AI is rapidly transforming the shape of businesses around the world and has explicitly been named by executives as a reason for layoffs. But most people don’t think it will come for their jobs.
According to a new poll released Thursday morning, many workers in several major economies predict that their own jobs and trades will be relatively unaffected by AI, even as they acknowledge that the technology will likely have large effects on society as a whole.
The survey, conducted by YouGov in partnership with Udemy, an online education platform, took the opinions of over 4,500 working-age adults across the United States, United Kingdom, India and Brazil.
While 70% of adults surveyed in the U.K. worry about economywide AI impacts, 39% worry about AI-related consequences for their own occupation. In the U.S., 72% of surveyed adults said they worried about the broader economic effects of AI, while 47% said they were concerned about their own jobs.
Elizabeth Weingarten, head of behavioral science insights at Udemy, said this observed spread in responses reveals psychological tendencies that have appeared in prior economic transitions.
“I think this shift is akin to a blind spot that many people had in the 1990s when the internet was first becoming more of a phenomenon,” Weingarten told NBC News. “There was this broad awareness that, ‘Yes, this is happening, and people are using it in certain corners,’ but not necessarily that this is going to disrupt every industry, and this is going to disrupt the way that I do my work.”
The YouGov/Udemy report also found that many workers feel they lack the AI skills necessary for an AI-focused economy.
This perceived skill gap was particularly apparent in the U.K., where 55% of workers said they had not received any AI training. At the same time, only 64% of British workers expressed motivation for career skill development.
“The AI train appears to be in motion,” Weingarten said. “It’s leaving the station, but people are not buying a ticket to ride.” Weingarten attributed the disparity to a phenomenon called the “awareness action gap.”
“People are saying, ‘I’m aware that this is coming, but I’m OK for right now. I can spend my spare time pursuing a hobby or thinking about saving money or whatever it is. I don’t have to take this action now or today.’”
Andrew Garin, an associate professor of economics at Carnegie Mellon University who was not involved in the survey, said that it broadly made sense for people to be unsure about how AI would affect their own jobs: “Even though we’ve seen the power of AI tools, the specific use cases in work where AI will be adopted successfully at scale is still unclear.”
“It’s normal to not want to invest money and significant time when you could be working and being productive, doing what you have to do right now, when you don’t know if AI skills are going to be valued,” Garin said.
Fourteen percent of adults surveyed in the United States and Brazil said they possessed adequate AI skills, and 47% of adults in the U.S. and 35% in Brazil said they had received no AI training at all.
Forty percent to 44% of workers in all surveyed countries said they had trouble learning to use specific AI tools, while 32%-40% of workers said they faced challenges incorporating AI into their existing workflows.
Garin said worker worries about retraining are also not unique to the rise of AI. “If we don’t know where the technology is going to be most transformative, it’s unclear what we should be training for.”

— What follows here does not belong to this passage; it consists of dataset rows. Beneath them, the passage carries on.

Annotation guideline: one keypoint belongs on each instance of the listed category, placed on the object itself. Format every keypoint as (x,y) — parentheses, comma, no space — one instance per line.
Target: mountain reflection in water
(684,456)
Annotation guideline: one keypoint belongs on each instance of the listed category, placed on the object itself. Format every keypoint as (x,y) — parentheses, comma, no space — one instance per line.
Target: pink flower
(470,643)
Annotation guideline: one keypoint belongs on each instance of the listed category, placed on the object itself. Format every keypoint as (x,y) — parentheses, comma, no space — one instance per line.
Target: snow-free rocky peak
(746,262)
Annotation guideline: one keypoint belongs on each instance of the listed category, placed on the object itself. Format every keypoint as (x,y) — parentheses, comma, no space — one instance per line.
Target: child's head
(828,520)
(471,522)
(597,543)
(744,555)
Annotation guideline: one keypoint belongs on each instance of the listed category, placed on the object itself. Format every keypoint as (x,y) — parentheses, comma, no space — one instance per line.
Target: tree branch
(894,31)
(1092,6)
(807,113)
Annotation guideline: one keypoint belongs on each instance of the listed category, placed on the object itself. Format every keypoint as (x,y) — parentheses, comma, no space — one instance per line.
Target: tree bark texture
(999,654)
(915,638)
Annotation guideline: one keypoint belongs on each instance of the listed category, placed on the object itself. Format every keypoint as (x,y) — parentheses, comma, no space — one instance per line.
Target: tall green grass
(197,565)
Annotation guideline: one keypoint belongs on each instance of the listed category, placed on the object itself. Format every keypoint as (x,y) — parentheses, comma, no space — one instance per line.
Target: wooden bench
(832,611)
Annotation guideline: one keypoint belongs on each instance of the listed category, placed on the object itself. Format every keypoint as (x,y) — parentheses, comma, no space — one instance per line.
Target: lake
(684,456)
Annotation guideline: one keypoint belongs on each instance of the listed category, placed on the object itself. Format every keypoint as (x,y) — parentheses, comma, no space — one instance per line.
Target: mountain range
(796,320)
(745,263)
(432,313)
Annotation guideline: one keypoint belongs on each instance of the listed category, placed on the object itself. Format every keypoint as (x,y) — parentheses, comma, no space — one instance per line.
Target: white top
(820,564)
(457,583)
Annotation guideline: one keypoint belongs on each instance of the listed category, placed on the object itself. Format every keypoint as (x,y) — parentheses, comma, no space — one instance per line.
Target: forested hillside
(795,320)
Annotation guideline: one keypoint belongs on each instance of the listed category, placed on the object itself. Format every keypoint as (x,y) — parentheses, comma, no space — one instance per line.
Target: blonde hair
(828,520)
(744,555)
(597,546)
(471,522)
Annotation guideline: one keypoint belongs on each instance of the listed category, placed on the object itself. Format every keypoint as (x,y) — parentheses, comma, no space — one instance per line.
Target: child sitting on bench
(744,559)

The new poll comes on the heels of several reports examining increased enterprise AI adoption.
A Deloitte survey of leading business executives from late October found rates of AI adoption were well above 80% — and increasing — throughout 2025, while a McKinsey report released last week found that 88% of respondents regularly use AI in at least one business function.
In a Pew Research Center report from February, 52% of surveyed workers said they were worried about AI’s potential role in the workplace.
For her part, Udemy’s Weingarten says the dueling narratives of persistent worker hesitancy about AI and AI skills despite increasing enterprise AI adoption fit into Thursday’s findings.
To handle the more daunting questions about AI transformation, Weingarten said that workers can take a pragmatic, piecemeal approach. Workers can “list the tasks that you do at work and research which specific AI tools can already perform a lot of those functions, and then get a more specific sense, grounding it in the real world, of how vulnerable you might be to disruption.”
Ultimately, Weingarten said, AI’s growing role in the workplace will require new approaches from both individuals and organizations. “Are we going to see organizations continue to step up and offer people training and make this technology more accessible?” Weingarten asked.
“I’m going to be looking both at individual human behavior and organizational behavior to see how things shift in the next couple of years,” she said.